Hidden Beneath the Insulation, corrosion poses a significant issue
Corrosion under insulation (CUI) poses a significant avoidable challenge for the hydrocarbon processing industry (HPI) today. It primarily affects refineries, impacting steel piping, storage tanks, container vessels, and other process equipment subjected to extreme temperature fluctuations. Insulating materials like calcium silicate or mineral-wool can help mitigate thermal cycling effects, but gaps and seams in the insulation layer make it susceptible to moisture infiltration from external sources or the process environment itself.
Understanding the mechanisms behind CUI, it occurs when water and contaminants penetrate insulated systems with specific water retention, permeability, and wetability characteristics. Possible sources of water include rainfall, cooling tower drift, steam discharge, washdowns, and condensation due to insulation not being vapor tight. Factors like breaks in waterproofing, inadequate system design, incorrect installation, or poor maintenance practices contribute to water entry.
Once the insulation system becomes wet, the trapped water, along with corrosive substances like chlorides and sulfates, accumulates in the annular space or crevice between the insulation and equipment surface. This corrosion process affects substrates made of carbon steel (CS) or austenitic and duplex stainless steel (SS). CS is susceptible to CUI when exposed to moisture under any insulation within a temperature range of 25°F to 350°F (-4°C to 175°C), with the corrosion rate influenced by specific contaminants and steel surface temperature. Austenitic and duplex SS can experience external stress corrosion cracking (ESCC) at higher temperatures, typically ranging from 120°F to 350°F (50°C to 175°C), with the presence of waterborne chlorides concentrating on the hot SS surface.

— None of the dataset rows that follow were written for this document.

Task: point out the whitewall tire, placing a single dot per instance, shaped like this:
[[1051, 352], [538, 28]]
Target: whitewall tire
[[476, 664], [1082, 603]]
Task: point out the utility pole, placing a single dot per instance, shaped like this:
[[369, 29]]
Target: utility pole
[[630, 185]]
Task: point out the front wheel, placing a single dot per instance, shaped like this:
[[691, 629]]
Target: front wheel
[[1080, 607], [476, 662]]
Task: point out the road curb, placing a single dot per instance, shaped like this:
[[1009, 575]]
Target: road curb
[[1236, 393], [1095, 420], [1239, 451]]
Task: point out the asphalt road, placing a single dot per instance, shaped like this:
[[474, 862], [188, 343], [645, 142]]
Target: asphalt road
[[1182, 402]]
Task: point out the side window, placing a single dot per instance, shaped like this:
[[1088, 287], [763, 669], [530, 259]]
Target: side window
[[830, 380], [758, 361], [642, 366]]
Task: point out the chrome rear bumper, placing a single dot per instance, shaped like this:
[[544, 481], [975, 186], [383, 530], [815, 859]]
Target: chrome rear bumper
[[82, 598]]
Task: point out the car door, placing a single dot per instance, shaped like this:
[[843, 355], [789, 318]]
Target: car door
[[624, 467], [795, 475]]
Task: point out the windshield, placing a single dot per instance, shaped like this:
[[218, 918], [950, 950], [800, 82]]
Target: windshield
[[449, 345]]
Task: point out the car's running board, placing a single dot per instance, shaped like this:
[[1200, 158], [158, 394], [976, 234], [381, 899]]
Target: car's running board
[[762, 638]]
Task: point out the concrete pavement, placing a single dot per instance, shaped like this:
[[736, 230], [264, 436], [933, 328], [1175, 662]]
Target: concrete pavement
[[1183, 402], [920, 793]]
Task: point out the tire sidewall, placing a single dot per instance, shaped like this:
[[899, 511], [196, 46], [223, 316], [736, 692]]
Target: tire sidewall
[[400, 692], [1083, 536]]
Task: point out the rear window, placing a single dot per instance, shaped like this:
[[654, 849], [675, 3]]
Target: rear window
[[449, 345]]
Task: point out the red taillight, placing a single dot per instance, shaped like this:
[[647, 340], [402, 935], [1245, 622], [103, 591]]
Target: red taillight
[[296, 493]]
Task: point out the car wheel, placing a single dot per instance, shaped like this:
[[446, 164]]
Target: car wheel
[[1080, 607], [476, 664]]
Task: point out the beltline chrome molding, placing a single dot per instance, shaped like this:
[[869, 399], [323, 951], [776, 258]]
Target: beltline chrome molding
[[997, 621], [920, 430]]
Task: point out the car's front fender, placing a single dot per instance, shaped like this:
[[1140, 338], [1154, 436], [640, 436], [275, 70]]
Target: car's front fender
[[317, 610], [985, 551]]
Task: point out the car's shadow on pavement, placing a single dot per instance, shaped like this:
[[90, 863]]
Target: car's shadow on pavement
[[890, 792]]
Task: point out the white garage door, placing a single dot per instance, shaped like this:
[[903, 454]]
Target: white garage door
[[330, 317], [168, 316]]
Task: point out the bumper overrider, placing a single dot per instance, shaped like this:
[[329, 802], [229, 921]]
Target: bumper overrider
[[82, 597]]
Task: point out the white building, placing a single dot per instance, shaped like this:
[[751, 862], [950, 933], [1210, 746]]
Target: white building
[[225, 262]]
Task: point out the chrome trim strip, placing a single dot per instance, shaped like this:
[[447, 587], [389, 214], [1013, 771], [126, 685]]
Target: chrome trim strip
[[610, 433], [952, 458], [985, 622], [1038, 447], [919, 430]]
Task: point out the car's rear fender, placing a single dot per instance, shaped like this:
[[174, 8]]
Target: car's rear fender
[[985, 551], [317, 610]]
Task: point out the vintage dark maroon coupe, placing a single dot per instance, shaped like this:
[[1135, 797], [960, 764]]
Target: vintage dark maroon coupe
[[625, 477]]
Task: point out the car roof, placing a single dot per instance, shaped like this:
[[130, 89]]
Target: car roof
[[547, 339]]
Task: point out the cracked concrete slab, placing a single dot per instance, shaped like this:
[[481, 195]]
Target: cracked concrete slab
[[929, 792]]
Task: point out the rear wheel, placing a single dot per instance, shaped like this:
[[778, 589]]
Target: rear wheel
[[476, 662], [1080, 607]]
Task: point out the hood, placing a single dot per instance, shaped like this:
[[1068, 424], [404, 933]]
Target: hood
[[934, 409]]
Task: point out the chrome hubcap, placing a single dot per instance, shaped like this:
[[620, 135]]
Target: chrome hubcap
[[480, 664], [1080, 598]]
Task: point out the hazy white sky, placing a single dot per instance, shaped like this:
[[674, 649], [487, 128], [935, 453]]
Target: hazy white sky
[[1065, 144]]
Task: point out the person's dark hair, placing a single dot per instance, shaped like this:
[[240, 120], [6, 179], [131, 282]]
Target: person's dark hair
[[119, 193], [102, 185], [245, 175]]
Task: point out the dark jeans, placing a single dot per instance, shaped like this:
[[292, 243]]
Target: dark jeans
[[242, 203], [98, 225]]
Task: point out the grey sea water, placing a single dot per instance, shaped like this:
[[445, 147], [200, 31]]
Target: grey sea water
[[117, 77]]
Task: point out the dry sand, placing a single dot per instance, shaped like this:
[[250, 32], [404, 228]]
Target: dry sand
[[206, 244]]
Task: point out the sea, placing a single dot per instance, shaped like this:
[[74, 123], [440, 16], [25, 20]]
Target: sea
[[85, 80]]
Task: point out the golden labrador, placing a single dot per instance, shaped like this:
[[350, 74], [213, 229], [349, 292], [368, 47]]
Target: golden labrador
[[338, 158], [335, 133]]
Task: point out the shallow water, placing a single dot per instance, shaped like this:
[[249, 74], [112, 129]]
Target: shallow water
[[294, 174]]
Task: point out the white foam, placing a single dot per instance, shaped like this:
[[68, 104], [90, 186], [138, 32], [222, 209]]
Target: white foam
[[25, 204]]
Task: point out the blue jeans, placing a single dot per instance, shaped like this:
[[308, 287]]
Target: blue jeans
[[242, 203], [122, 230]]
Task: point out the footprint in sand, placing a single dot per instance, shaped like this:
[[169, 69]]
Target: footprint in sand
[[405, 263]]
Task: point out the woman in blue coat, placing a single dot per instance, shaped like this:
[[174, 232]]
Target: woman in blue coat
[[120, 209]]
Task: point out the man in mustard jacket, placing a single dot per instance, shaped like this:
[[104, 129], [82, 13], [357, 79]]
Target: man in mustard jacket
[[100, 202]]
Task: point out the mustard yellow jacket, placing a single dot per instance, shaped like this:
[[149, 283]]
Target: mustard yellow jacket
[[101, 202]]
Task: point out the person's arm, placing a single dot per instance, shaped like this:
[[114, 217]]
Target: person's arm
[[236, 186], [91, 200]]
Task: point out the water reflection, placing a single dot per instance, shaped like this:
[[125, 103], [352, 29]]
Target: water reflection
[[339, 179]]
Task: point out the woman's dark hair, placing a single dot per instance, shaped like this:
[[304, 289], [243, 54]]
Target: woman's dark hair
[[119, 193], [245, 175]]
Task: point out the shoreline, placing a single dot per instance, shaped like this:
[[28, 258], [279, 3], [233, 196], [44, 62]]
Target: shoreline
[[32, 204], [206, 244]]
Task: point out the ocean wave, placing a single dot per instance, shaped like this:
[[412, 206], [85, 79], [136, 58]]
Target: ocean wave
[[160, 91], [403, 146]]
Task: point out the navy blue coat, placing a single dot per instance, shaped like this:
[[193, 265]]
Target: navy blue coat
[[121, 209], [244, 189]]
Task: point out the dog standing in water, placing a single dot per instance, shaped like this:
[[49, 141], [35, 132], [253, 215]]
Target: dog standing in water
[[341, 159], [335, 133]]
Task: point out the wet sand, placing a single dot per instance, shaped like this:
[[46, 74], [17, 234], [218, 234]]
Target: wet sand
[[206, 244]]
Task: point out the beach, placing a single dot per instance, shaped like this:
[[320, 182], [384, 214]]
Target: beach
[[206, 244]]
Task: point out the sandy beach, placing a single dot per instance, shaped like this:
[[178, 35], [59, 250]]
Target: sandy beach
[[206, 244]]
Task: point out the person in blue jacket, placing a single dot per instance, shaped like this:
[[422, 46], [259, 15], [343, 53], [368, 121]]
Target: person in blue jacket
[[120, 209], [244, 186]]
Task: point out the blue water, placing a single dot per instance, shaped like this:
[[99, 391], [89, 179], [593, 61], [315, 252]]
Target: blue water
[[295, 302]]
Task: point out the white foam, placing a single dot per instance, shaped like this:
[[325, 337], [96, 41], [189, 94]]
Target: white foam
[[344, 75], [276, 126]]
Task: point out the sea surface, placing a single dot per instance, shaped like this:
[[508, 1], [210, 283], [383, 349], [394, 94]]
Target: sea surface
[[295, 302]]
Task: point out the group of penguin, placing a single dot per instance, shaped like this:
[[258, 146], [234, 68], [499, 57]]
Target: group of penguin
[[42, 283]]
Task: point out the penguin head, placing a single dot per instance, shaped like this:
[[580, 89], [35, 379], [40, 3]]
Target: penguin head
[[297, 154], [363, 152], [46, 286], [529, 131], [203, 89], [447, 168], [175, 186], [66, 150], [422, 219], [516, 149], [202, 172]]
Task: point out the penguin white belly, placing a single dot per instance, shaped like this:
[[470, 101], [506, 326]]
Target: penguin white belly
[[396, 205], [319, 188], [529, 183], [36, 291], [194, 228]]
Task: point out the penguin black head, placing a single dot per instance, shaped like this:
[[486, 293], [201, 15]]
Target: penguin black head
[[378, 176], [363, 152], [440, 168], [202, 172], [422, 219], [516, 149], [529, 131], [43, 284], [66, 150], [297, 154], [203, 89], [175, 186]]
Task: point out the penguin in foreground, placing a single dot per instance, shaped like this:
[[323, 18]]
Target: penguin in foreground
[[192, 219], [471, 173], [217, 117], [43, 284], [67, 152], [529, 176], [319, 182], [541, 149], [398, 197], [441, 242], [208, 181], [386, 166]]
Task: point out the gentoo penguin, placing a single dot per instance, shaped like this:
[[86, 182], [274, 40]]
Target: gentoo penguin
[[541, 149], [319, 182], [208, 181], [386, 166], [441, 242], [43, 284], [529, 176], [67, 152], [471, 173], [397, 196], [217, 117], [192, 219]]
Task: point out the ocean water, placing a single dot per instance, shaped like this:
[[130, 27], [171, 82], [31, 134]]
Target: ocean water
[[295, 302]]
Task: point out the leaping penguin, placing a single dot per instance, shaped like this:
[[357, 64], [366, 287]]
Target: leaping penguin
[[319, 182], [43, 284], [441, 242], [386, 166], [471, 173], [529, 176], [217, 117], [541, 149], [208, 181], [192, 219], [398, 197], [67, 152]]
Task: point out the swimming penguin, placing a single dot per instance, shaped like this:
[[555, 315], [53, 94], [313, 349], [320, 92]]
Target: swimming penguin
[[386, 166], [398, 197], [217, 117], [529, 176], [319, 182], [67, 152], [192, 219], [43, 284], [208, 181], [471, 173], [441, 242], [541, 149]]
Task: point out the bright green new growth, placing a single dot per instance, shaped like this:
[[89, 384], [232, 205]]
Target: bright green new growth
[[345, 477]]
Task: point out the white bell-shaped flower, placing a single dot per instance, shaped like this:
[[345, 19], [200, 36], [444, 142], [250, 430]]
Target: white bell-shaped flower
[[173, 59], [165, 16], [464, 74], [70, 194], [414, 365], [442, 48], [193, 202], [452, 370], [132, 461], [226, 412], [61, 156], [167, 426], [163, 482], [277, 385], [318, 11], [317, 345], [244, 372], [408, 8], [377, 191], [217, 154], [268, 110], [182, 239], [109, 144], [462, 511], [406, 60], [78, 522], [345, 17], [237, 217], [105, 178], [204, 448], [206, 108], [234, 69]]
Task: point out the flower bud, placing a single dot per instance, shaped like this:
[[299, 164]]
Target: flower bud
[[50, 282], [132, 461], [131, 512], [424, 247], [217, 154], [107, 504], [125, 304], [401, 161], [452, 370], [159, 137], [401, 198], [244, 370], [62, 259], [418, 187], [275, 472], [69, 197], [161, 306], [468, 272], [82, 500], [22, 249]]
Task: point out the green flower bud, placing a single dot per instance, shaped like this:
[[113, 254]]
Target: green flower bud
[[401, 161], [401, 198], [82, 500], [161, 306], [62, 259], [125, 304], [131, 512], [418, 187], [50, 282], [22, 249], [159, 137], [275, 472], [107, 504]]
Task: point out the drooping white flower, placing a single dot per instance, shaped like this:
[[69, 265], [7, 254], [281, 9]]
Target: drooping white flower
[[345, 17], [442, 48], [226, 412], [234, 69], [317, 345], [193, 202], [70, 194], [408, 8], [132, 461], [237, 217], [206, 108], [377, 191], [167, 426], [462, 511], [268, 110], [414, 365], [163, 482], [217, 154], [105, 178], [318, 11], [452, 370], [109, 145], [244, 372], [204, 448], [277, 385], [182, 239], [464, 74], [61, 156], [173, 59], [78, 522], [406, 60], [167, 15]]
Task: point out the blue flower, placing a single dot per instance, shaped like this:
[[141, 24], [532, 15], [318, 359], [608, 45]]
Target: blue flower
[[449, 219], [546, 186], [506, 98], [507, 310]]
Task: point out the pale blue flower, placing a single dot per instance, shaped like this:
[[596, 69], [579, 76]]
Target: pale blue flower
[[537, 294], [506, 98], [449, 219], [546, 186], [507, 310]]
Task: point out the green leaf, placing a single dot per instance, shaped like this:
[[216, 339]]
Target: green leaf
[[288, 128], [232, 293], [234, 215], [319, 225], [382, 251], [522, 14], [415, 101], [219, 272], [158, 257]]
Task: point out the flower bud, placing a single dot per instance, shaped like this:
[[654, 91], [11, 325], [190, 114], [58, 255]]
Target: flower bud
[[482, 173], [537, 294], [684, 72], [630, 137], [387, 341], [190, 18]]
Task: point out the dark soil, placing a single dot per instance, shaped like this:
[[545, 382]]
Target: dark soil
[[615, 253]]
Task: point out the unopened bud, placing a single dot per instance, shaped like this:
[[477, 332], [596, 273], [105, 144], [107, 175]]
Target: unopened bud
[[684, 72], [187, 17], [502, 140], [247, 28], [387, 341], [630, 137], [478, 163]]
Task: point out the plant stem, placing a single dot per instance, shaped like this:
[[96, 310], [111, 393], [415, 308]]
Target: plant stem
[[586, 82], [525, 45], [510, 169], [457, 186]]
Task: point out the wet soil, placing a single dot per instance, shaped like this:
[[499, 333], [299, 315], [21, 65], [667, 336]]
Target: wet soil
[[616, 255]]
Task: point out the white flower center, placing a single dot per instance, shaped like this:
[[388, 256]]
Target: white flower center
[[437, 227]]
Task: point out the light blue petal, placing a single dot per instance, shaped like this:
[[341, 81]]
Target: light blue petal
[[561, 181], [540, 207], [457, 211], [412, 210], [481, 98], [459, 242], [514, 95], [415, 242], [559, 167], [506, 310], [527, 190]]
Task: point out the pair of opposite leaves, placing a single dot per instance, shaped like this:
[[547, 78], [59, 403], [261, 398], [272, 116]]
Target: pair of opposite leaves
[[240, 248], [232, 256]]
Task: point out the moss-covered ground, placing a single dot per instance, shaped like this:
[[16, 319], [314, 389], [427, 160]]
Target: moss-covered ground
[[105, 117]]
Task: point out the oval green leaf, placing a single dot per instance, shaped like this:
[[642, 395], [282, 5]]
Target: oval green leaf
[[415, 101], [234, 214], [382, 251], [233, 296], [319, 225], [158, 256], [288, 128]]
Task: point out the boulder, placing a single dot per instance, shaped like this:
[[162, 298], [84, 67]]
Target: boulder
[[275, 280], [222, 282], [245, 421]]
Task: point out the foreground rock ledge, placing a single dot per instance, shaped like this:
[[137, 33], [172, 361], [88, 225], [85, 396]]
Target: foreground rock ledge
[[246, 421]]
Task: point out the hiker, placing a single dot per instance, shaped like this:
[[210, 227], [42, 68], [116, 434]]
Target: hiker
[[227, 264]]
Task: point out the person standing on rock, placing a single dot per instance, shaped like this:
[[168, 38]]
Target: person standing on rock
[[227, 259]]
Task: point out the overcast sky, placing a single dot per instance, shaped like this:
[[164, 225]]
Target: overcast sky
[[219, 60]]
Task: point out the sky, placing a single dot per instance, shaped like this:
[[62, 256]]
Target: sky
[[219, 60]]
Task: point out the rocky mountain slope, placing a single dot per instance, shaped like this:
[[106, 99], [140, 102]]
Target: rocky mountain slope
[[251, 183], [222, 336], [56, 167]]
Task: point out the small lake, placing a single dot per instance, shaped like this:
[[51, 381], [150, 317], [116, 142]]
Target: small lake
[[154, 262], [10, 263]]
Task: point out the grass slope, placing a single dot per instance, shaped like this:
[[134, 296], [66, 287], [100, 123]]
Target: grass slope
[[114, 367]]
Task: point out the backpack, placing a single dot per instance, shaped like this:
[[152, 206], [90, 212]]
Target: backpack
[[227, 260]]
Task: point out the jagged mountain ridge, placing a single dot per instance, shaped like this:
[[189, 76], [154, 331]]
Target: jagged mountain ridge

CUI remains a hidden problem as the progress of degradation is concealed by insulation and cladding, making it difficult to detect until insulation is partially removed for maintenance or repairs. Typically, insulation is only removed every 15–20 years, making timely identification of deterioration less likely. However, it is crucial to promptly identify lurking corrosion on these substrates, especially considering the changing conditions of coatings, insulation, and refinery operations over time.
CUI has become a significant concern for reliability engineers due to the operational disruptions caused by major equipment outages, whether for inspection, maintenance, or catastrophic failures. Therefore, the use of protective coatings is recommended to combat CUI effectively. In the petrochemical and refining industries, shop-applied inorganic zinc (IOZ) coatings are commonly used as primers on new CS piping, but they require topcoating to extend their service life, particularly when used under thermal insulation. Immersion-grade protective coatings are considered the best defense against CUI in both CS and austenitic/duplex SS, as they provide corrosion resistance in the presence of trapped water.
NACE International, The Corrosion Society, provides industry guidance and standards, such as SP0198-2010, which reflects the latest insights and approaches for CUI prevention and mitigation in the oil and gas industry. Research and development efforts are essential to address the evolving challenges posed by CUI, as modern facilities operate at higher temperatures than in the past. Protective coatings suitable for refinery applications must be able to withstand accelerated and real-world testing protocols, including the boiling water test, which evaluates resistance to thermal cycling. These coatings should also offer enhanced properties for construction, transportation, and worker safety while reducing the total cost of ownership and extending the service life of equipment under insulation.
By meeting these requirements and passing rigorous testing standards, second-generation CUI coatings can effectively protect against corrosion, even in demanding high-heat environments.